Mohon tunggu...
Felix Tani
Felix Tani Mohon Tunggu... Ilmuwan - Sosiolog dan Storyteller Kaldera Toba

Memahami peristiwa dan fenomena sosial dari sudut pandang Sosiologi. Berkisah tentang ekologi manusia Kaldera Toba.

Selanjutnya

Tutup

Sosbud Artikel Utama

Mengapa Nikah Semarga Terlarang dalam Masyarakat Batak?

26 Mei 2020   14:16 Diperbarui: 28 Mei 2020   14:15 9152
+
Laporkan Konten
Laporkan Akun
Kompasiana adalah platform blog. Konten ini menjadi tanggung jawab bloger dan tidak mewakili pandangan redaksi Kompas.
Lihat foto
Illustrasi pengantin Batak (Foto: pariwisatasumut.net/@chickojerico)

"Jolo tiniptip sanggar, laho bahen huruhuruan; Jolo sinungkun marga, asa binoto partuturon." Artinya: "Batang pimping dipotong, untuk membuat sangkar burung; Tanyakan dulu marga, agar tahu kekerabatan."

Itu etikanya kalau seorang pemuda Batak naksir pada seorang pemudi Batak yang belum dikenalnya. Entah itu di bus umum, kapal danau, pasar, gereja, pentas seni, pesta muda-mudi atau pesta adat.

Tujuan menanyakan marga itu untuk memastikan keduanya tidak semarga. Atau mereka bukan dari dua marga yang menurut padan, perjanjian adat, tidak boleh saling menikah.

Jika keduanya semarga, maka lupakan saja rasa cinta. Keduanya secara adat dianggap namariboto, saudara dan saudari sedarah. Pernikahan antara keduanya dianggap kawin sumbang yang dilarang dan terlarang.
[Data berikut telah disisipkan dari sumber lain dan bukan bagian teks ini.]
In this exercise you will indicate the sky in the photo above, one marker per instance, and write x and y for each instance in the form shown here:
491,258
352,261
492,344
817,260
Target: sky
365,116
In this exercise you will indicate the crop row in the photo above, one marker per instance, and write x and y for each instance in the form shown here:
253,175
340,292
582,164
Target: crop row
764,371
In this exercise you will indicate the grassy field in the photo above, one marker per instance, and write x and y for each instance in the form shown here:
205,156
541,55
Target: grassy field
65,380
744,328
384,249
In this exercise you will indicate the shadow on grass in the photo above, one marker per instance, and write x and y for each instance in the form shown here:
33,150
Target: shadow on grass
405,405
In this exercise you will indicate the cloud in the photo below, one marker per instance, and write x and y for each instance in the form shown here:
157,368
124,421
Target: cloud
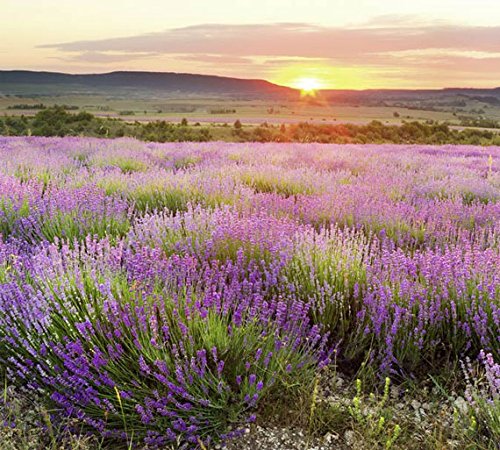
388,44
299,39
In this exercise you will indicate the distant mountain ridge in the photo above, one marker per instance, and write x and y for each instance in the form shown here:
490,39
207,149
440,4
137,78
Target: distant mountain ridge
153,81
137,83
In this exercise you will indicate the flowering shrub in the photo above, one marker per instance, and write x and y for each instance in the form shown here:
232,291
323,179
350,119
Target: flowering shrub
158,293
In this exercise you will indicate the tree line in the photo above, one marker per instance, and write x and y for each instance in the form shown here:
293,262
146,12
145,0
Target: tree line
56,121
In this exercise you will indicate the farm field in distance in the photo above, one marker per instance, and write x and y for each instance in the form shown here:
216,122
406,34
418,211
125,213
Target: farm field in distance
249,111
193,295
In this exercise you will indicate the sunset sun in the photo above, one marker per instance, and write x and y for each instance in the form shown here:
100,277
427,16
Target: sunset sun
308,86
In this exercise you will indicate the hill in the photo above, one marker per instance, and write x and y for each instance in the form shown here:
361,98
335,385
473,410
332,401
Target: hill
23,82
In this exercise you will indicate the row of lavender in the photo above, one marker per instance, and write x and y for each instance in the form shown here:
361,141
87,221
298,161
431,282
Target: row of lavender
161,291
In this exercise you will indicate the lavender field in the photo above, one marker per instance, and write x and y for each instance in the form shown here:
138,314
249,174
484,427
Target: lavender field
162,294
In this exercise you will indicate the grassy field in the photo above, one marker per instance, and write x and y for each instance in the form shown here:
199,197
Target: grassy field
248,111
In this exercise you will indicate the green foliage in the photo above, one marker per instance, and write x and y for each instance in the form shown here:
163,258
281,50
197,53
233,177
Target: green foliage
56,121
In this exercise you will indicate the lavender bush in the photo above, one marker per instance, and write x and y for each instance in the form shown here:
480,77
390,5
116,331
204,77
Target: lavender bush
159,292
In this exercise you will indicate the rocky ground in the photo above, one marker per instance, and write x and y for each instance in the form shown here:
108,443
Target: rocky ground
337,415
Atau jika keduanya, walau beda marga, berasal dari satu rumpun yang secara adat terlarang menikah, maka lupakan jugalah rasa cinta. 

Larangan seperti ini, berdasar padan, berlaku misalnya pada rumpun marga Parsadaan Naiambaton (Parna), mencakup marga-marga Simbolon, Tamba, Saragi, dan Munte serta cabang-cabangnya, sekitar 80-an marga. 
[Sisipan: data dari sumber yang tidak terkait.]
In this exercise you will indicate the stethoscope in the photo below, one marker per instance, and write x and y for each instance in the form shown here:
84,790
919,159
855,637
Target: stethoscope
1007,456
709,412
Jadi, pernikahan Simbolon dan Saragi misalnya dianggap kawin sumbang, sehingga dilarang dan terlarang.

Pertanyaan kritisnya, mengapa pernikahan semarga terlarang dalam masyarakat Batak (Toba), walau secara biologis sebenarnya tidak ada lagi hubungan darah. Misalnya antara pemuda dan pemudi yang sudah terpisah ke samping sampai belasan sundut, generasi.

***
Untuk dapat menjawab pertanyaan di atas, terlebih dahulu harus dipahami struktur masyarakat adat Batak.

Struktur masyarakat adat Batak adalah struktus genealogis yang disebut Dalihan Natolu, Tungku Kaki-Tiga. Struktur itu tegak oleh tiga kelompok status utama yaitu hulahula, dongan tubu, dan boru.

Tiga kelompok tersebut terikat oleh hubungan sosial adat yang bersifat tegas, tidak dapat dipertukarkan. Hulahula adalah pihak marga pengambilan isteri. Boru adalah pihak marga penerima isteri. Sedangkan dongan tubu adalah kerabat sedarah atau semarga dari hulahula dan boru.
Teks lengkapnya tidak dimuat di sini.